Bir diğer konu ise emeğin dijital dönüşümüdür. Örneğin, bilgisayarların ofis çalışmalarına uygulanması dosyalama, defter tutma ve yazma gibi görevleri yerine getirirken, bilgi üretme ve işleme konusunda insan emeğine olan ihtiyacı büyük ölçüde azaltmaktadır. Aynı zamanda hayatımıza hızlı bir giriş yapan yapay zeka, Amazon marketleri gibi perakende sektöründe, iletişim ve enformasyon teknoloji şirketlerinde -sesli asistan olarak- yoğun bir şekilde kullanılmaktadır. Otomasyon ve yapay zekanın kullanımı dışında istihdamı tehdit eden bir diğer unsur ise, ulus ötesi şirketlerin kendi ülkelerine ya da nihai pazarlara yakın yere taşınma riskidir. Yatırım yaptıkları ülkede, istihdama ve ekonomik büyümeye katkı sağlayan ulus ötesi işletmeler için ucuz iş gücü bolluğu artık cezbedici bir durum olmaktan çıkmaktadır. Bu şirketlerin büyük çoğunluğu özel bir ulusal kimliğe sahip, ulus ötesi bir yönetim kadrosu olmayan bir görünüm sergilemektedir.

Dijital vatandaş

Dijital dönüşüm bizi zorunlu olarak dijital vatandaşlık kavramına doğru götürmektedir; zira tüm bu gelişmeler sayesinde artık insanlar bilgiye her yerden sınırlar olmaksızın ulaşılabilmekte,  küreselleşen dünyada her birey farklı bir coğrafyadaki bireyler ile resmi sınırlar olmaksızın iletişim kurabilmektedir.
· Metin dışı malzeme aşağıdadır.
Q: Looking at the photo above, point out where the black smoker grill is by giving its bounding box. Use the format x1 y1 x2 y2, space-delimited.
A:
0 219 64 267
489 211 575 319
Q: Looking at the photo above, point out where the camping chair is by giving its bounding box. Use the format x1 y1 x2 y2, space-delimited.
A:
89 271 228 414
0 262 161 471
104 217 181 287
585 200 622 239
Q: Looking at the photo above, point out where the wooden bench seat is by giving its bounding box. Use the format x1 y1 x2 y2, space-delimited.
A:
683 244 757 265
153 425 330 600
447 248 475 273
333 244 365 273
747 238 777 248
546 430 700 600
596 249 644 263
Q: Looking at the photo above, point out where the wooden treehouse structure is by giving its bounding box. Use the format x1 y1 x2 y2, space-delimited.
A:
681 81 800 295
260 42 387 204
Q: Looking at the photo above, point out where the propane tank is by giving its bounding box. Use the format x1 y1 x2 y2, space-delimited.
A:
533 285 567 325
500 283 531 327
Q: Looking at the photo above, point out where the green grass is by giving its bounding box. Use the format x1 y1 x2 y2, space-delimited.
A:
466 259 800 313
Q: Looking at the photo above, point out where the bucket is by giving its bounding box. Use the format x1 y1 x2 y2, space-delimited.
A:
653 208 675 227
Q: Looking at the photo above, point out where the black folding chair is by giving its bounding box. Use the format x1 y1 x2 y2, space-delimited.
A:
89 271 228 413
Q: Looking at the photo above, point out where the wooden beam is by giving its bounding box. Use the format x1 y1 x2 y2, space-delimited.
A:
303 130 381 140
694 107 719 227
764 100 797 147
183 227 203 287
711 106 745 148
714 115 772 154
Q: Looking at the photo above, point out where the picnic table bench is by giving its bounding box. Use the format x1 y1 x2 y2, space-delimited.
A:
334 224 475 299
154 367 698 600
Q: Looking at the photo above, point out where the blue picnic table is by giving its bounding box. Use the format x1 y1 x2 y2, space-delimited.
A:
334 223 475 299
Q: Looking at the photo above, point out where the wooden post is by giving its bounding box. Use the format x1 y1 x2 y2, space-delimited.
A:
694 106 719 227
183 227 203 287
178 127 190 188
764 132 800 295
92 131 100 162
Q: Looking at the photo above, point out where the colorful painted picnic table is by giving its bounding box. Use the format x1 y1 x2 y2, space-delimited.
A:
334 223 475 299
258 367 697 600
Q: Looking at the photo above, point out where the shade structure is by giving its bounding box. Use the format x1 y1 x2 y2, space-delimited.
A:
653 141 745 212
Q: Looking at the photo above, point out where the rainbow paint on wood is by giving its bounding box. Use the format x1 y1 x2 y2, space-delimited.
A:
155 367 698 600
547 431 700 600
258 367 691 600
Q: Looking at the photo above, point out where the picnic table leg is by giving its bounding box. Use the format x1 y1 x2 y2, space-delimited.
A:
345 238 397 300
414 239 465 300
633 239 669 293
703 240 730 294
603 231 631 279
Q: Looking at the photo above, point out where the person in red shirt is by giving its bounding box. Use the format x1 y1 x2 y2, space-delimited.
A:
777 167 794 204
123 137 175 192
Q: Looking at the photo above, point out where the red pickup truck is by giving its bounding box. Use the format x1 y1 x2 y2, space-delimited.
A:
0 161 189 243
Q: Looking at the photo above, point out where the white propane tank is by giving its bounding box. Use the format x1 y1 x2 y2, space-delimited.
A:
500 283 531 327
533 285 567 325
Bu da bize klasik anlamdaki ‘vatandaş’ tanımının yanında yeni bir tanıma ve içeriğe sahip daha güncel bir ‘vatandaş’ tanımı getirmektedir. Buna göre ‘dijital vatandaş’, teknolojiyi ve teknolojiyle beraber hayatımıza giren dijital araçları doğru kullanmasını bilen, etik kurallara ve kişilik haklarına saygı duyan ve bu araçları güvenlik ve sorumluluk bilinciyle kullanmasını bilen kişidir. Dünyanın birçok noktasından dijital teknolojilerin kullanılabiliyor olması, bütün dünya vatandaşlarının eşit hak ve sorumluluklara sahip birer dijital vatandaş olabileceğine işaret etmektedir.

Son söz

Böylece devletler, emek yerine geçen teknolojiler nedeniyle azalan orta vasıflı işler ile rutin olmayan ancak düşük ücretli az vasıflı işler arasında kalmaktadır. Bunların eğitim ve iş gücü piyasası politikasını gözden geçirerek, dijital ekonomi ve iş gücü piyasası modelini destekleyecek ve ilerletecek önlemler geliştirmeleri gerekmektedir. Bu bağlamda mesleki eğitimi daha fazla geliştirmek, kapsamlı bir ileri eğitim politikası tasarlamak ve sosyal güvenlik ve kurumsal esnekliği organize etmek önemli anahtarlardır.

İçinde yaşadığımız çağın, siyasal politikaların ve küreselleşen dünyanın bir sonucu olarak karşılaştığımız tüm yeni sorunlar, toplumun dijitalleşmesi ile çözülebilir görünmektedir. Ancak toplumun dijital dönüşümünün en önemli ayağının ‘kamuda dijital dönüşüm’ olduğu unutulmamalıdır. Zira ancak bu şekilde insanlara eşit, hızlı ve güvenilir hizmet sunmak mümkün olabilecektir. Bunun için ise, kamu teknoloji yatırımlarının hiç vakit kaybetmeden hızlandırılması ve daha verimli hale getirilmesi gerekmektedir.